The above templates create a valid entity name, based on the path to the file. I tried to adjust for both XML, HTML and unknown file names. Following is the template that creates the ENTITY declaration that needs to be a part of the internal subset in the DOCTYPE declaration.
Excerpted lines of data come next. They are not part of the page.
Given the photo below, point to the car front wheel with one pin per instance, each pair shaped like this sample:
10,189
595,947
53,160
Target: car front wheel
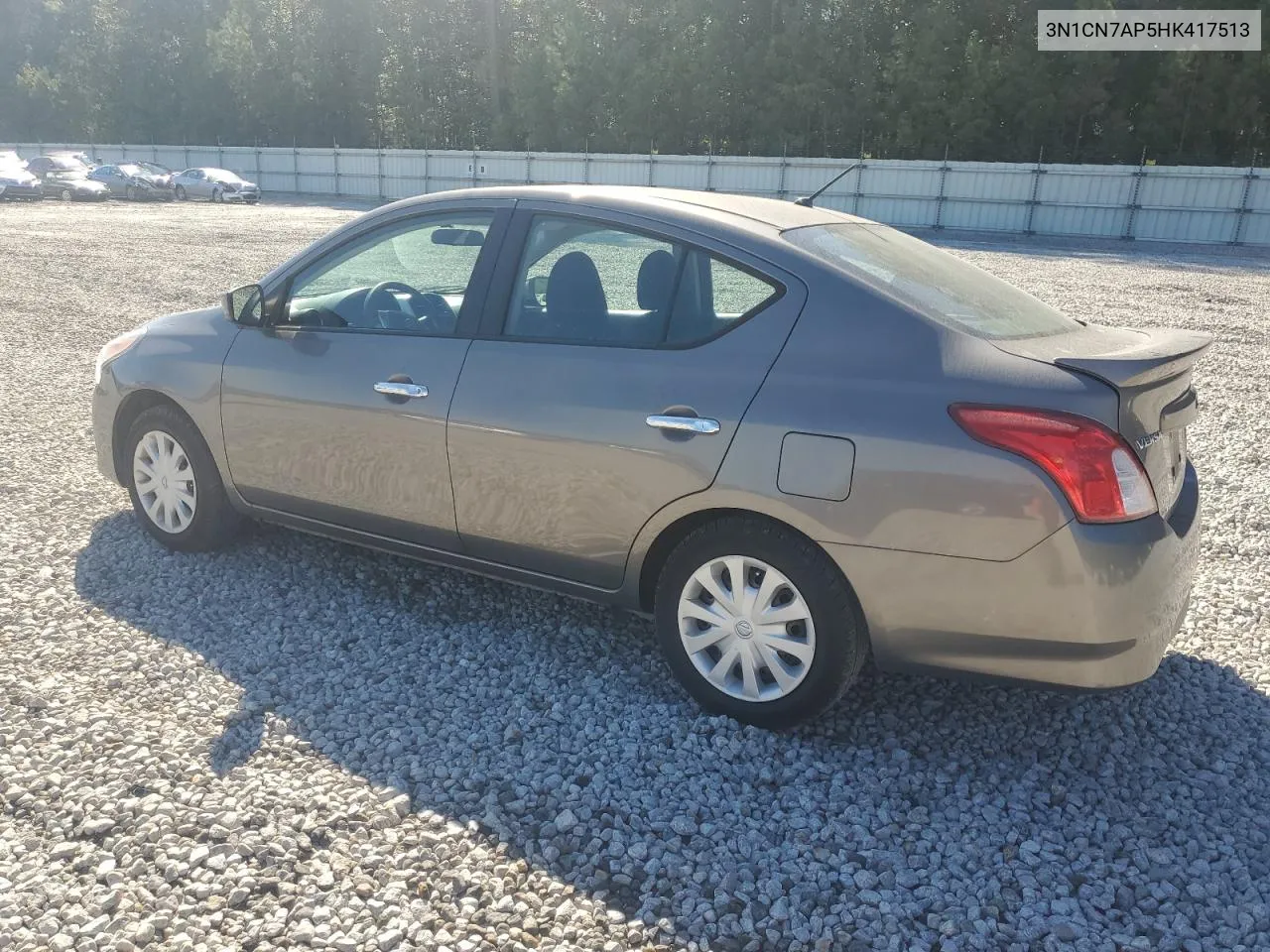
176,488
758,624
  <!-- This generates an entity declaration: <!ENTITY foo SYSTEM "foo.xml"> -->
  <xsl:template name="generate_entity_decl">
    <xsl:param name="url" select="''" />
    <xsl:param name="title" select="''" />
    
    <xsl:variable name="transformedURL">
      <xsl:value-of select="translate(string($url), ' ()','_' )" />
    </xsl:variable>
    
    <xsl:variable name="entity.file.name">
      <xsl:call-template name="entityName">
        <xsl:with-param name="url" select="$transformedURL" />
      </xsl:call-template>
    </xsl:variable>
    
    <xsl:variable name="entity.name">
      <xsl:choose>
        <xsl:when test="contains($entity.file.name, 'htm')">
          <xsl:value-of select="substring-before($entity.file.name, '.htm')" />         
        </xsl:when>
        <xsl:when test="contains($entity.file.name, 'xml')">
          <xsl:value-of select="substring-before($entity.file.name, '.xml')" />         
        </xsl:when>
        <xsl:otherwise>
          <xsl:value-of select="$entity.file.name" />
        </xsl:otherwise>
      </xsl:choose> 
    </xsl:variable>
    
    <!-- outputs entity declaration -->
    <xsl:text disable-output-escaping='yes'><!ENTITY </xsl:text><xsl:value-of select='$entity.name'/><xsl:text> SYSTEM
"</xsl:text><xsl:value-of select='$transformedURL'/><xsl:text>"</xsl:text><xsl:text disable-output-escaping='yes'>>
    </xsl:text> 
  </xsl:template>

As you can see, there are several variables that have been reused, and could probably be declared globally or more efficiently. The remaining task is to create the entity reference in the content. Since the RoboHelp export handler dumped everything as a tocentry/ulink, it's pretty easy to extract and re-write the entity reference we really want:

 
  <xsl:template match="tocpart">
    <chapter>
      <title>
        <xsl:value-of select="tocentry"/>
      </title>
      <xsl:apply-templates />
    </chapter>
  </xsl:template>
  
  <xsl:template match="tocchap">
    <xsl:choose>
      <xsl:when test="tocentry/ulink">
    <xsl:call-template name="generate_file_url">
      <xsl:with-param name="url">
        <xsl:value-of select="tocentry/ulink/@url"/>
      </xsl:with-param>
    </xsl:call-template>
      </xsl:when>
      <xsl:otherwise>
        <section>
          <title>
            <xsl:value-of select="tocentry" />
          </title>
          <xsl:apply-templates select="toclevel1"/>
        </section>
      </xsl:otherwise>
    </xsl:choose>
  </xsl:template>

The finer details will be left as an exercise to the reader, but this was a particularly interesting problem and solution. Hope this helps!